The view here, meticulously opinionated and scrupulously unscientific, is that the home game systems and the cartridges that plug into them range from fairly good to fairly disappointing. None is within a light-year of the best arcade games in color, sound or action. Manufacturers seem to be aware of these shortcomings; add-on voice simulators and cartridges to work them are on the way, and Atari promises a $349 unit that will give its console powerful additional circuitry.

Three firms now dominate the console market. None of them accepts game cartridges made for the other two. Magnavox's Odyssey 2 costs about $200 for the basic console and $15 to $50 for cartridges. It has good joystick controls, but otherwise is not very satisfactory. The console incorporates a typewriter keyboard, but not much use is made of it in the game cartridges. Graphics seem perfunctory, and the games generally are too shallow to interest adults. Dynasty, a promising maze puzzle based on the Chinese game Go, is 'too easy to be interesting. Crypto-logic is a not-very-mystifying letter substitution code. Alien Invaders—Plus shows one imaginative quirk, a tiny figure that flees in terror when its fortress is destroyed, but otherwise is an uninspired copy of Space Invaders.

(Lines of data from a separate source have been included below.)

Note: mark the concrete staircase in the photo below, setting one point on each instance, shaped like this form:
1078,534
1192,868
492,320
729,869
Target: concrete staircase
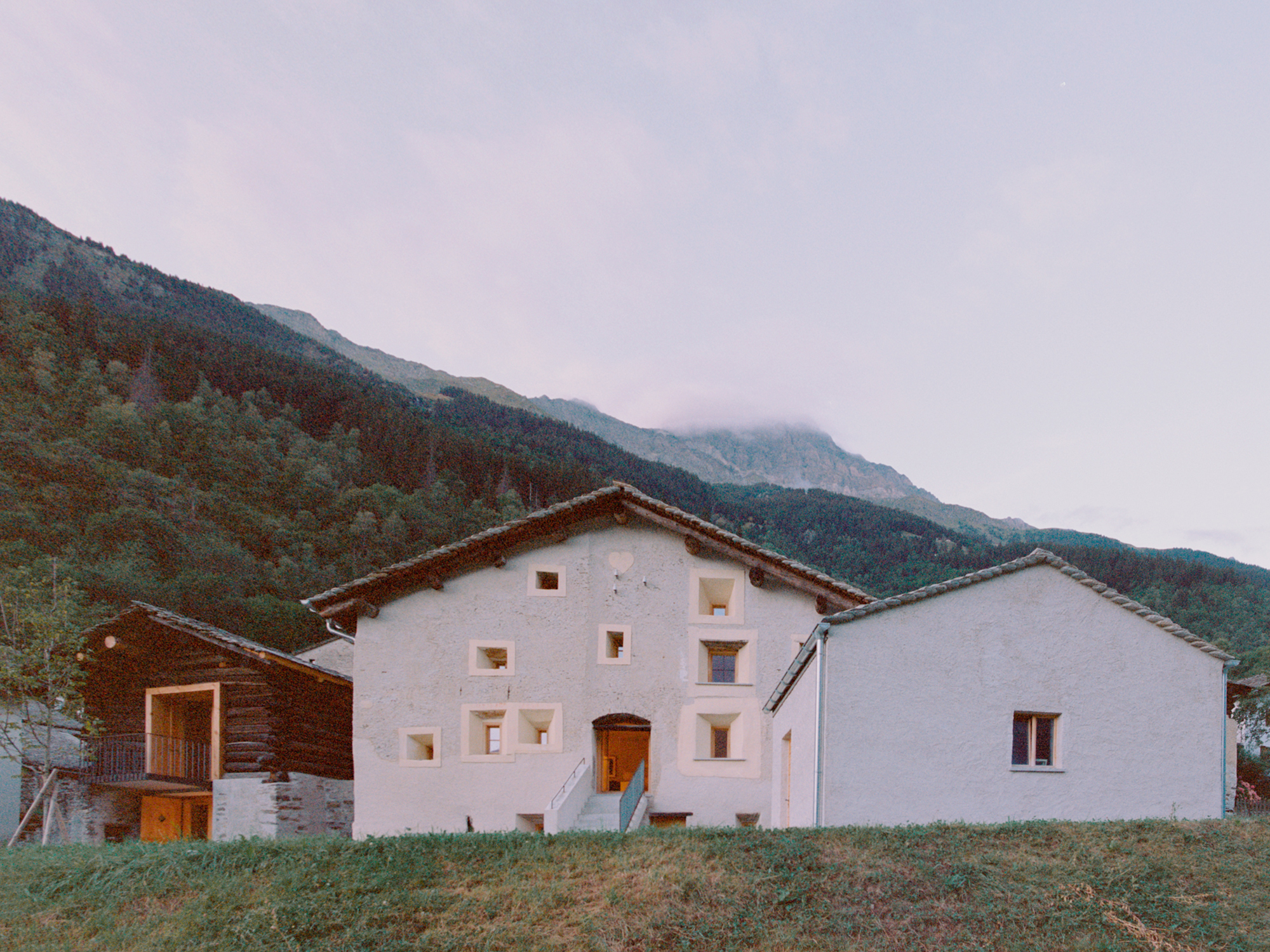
600,813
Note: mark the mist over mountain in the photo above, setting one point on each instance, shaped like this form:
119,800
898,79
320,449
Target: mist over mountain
168,442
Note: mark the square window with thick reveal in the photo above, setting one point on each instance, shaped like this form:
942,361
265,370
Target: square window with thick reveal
491,658
1034,744
717,597
420,747
615,644
486,734
547,581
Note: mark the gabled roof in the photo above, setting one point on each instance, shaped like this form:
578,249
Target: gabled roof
140,611
1038,557
342,605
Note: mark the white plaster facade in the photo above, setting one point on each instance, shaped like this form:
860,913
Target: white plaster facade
618,619
919,696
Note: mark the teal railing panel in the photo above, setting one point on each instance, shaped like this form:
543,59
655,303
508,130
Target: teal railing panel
631,799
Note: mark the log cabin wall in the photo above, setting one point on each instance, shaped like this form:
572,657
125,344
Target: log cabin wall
275,718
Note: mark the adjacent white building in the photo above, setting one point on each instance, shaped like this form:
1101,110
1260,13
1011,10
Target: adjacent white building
1027,691
520,678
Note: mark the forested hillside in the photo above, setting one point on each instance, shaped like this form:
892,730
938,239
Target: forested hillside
166,461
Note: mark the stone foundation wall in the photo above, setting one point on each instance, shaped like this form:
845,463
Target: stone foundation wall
90,812
300,807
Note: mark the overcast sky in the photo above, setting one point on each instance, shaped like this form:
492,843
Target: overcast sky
1017,251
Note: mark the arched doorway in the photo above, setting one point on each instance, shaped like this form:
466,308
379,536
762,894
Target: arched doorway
622,744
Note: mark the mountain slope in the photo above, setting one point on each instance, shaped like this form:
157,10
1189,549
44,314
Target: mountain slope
416,378
796,458
191,456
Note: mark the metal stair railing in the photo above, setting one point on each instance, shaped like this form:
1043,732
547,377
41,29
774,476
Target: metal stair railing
567,788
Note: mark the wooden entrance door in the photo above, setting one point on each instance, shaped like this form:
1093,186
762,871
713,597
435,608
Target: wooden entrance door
622,744
161,819
166,819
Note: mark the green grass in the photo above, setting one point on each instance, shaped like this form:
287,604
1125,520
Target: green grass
1150,885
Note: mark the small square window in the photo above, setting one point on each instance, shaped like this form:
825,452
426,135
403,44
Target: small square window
538,729
615,644
717,596
547,581
1034,741
491,658
488,734
418,747
723,667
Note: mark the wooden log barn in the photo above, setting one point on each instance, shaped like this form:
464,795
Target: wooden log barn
197,733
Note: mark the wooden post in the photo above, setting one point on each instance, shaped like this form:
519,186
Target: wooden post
31,810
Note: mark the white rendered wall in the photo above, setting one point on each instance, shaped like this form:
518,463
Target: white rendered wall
920,703
797,720
413,668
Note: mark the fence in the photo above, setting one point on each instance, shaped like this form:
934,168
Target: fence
120,758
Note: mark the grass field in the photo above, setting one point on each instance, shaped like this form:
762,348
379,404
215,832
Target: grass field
1150,885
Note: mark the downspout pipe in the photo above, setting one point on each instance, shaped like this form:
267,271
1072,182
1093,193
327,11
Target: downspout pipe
821,634
1226,719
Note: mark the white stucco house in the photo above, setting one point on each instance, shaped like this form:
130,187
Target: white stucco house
533,675
1026,691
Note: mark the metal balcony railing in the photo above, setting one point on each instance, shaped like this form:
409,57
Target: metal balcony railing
123,758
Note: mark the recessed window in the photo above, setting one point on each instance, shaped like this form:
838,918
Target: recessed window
537,729
486,736
717,737
1036,741
716,597
418,747
509,731
615,644
719,742
547,581
723,663
491,658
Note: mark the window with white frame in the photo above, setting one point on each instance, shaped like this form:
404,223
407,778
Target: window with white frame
504,732
723,662
718,737
486,734
1036,741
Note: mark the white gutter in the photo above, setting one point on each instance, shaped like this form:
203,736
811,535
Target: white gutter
1226,718
821,634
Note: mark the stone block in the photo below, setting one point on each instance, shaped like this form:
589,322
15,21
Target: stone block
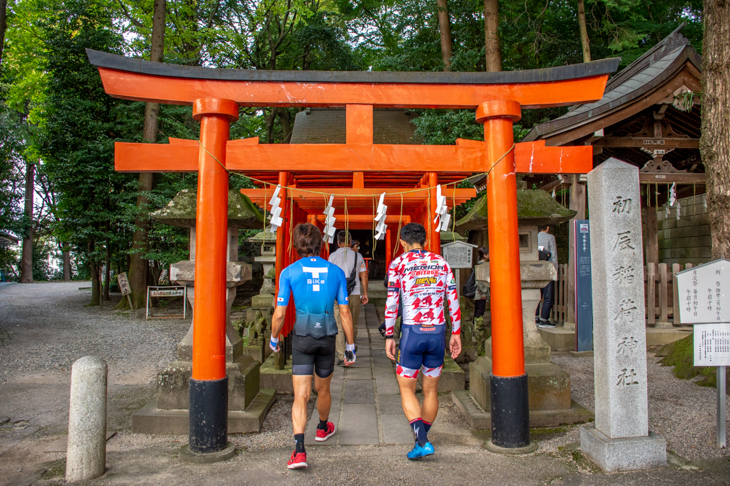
359,425
262,301
559,338
359,391
396,429
279,380
619,332
86,450
623,454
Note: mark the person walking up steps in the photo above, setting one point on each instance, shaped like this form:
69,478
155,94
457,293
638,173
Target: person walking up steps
315,284
424,281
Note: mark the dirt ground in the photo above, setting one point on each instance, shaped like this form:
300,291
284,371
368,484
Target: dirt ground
45,327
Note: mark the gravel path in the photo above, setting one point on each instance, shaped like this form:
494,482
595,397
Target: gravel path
679,410
45,328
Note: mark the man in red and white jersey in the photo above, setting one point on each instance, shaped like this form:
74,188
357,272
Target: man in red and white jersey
424,282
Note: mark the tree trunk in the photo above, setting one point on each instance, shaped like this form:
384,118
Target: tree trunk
66,265
138,266
445,30
107,272
715,138
26,265
584,31
94,269
491,35
3,25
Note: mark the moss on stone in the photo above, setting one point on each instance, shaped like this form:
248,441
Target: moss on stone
181,210
680,354
534,207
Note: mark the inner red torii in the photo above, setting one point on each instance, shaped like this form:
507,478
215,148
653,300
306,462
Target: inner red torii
217,94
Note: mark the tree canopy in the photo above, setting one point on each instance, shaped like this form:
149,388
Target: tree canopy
55,115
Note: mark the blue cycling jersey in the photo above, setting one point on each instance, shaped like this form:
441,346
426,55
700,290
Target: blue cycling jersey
315,283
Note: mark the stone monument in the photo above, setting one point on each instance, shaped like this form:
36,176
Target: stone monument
248,404
620,439
548,385
258,316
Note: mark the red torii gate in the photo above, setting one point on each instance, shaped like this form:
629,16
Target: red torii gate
217,94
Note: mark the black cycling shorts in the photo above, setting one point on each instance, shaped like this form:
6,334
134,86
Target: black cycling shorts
313,355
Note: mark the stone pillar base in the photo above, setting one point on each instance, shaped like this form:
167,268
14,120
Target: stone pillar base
624,454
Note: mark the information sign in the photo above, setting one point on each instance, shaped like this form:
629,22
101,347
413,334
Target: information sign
458,254
712,344
583,286
703,293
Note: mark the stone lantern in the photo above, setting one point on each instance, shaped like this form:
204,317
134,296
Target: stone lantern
548,385
247,403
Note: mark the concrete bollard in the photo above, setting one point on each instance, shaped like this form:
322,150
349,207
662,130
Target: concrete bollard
86,453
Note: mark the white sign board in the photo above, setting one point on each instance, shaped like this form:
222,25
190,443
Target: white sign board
124,283
703,293
458,254
170,292
712,345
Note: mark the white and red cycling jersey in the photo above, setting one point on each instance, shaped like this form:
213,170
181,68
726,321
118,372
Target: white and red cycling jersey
422,280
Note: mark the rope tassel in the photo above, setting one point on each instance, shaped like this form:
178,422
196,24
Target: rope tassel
380,219
442,212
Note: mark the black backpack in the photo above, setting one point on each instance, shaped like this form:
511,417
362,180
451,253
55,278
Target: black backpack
470,287
352,279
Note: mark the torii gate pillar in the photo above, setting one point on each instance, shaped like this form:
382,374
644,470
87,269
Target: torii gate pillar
209,383
509,397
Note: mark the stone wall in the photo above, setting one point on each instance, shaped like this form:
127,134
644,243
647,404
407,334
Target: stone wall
687,239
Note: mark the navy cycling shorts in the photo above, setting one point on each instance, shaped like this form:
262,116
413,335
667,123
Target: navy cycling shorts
421,350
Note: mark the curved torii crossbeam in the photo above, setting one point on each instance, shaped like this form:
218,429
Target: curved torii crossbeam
217,94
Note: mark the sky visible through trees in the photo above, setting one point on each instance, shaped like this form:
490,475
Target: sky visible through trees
55,116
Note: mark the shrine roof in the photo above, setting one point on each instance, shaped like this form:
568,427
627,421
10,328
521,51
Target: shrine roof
181,211
560,73
645,75
534,207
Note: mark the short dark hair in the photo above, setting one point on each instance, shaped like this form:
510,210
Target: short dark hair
413,233
341,237
307,239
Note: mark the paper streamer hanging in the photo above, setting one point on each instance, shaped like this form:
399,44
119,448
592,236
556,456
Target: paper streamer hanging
275,210
380,216
329,222
442,212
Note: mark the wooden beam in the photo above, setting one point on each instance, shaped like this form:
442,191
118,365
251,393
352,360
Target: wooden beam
670,177
248,156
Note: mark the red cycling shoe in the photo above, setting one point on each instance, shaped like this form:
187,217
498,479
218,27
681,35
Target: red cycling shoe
323,435
297,461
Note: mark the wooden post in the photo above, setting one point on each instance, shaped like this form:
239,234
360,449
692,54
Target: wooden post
208,416
577,203
651,240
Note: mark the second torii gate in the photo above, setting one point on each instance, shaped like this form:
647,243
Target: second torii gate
216,96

The brightest and most imaginative graphics and sound effects in the industry are Intellivision's. The most rousing sight in home video is the between innings sequence of Intellivision's Baseball, in which, to the sound of cheers, one team trots in to the bench and the other sprints out to the field. The game soon becomes tedious, however, partly because of awkward hand controls (which hamper a good skiing cartridge) and partly because not enough of baseball's delightful complications are programmed in. It is not possible to catch a fly ball. A Poker and Blackjack cassette is fun to see once, but poor in concept, since neither game works unless money is at stake. Intellivision always puts on a handsome show, but a random sample shows that it has not yet learned to play a really good game.

Atari's hand controls, too, are poor for a console that costs $150. Cartridges are $18 to $38. But they raise blisters on both adults and teen-agers, and that doesn't happen unless a game is fascinating. Atari has good simplifications of Space Invaders and Asteroids, and a good Missile Command.

A firm called Acti-Vision makes $23 cartridges that fit Atari's console, and will soon make them for Intellivision. Acti-Vision's Laser Blast is a good fast-reflex game in which the player himself is the space invader. Its Tennis has a couple of good illusions—the ball bounces realistically on the court—but no effective simulation of hitting the ball, and no distinction between serves and ground strokes. Like too many cartridges for all three systems. Tennis is likely to be played twice and forgotten.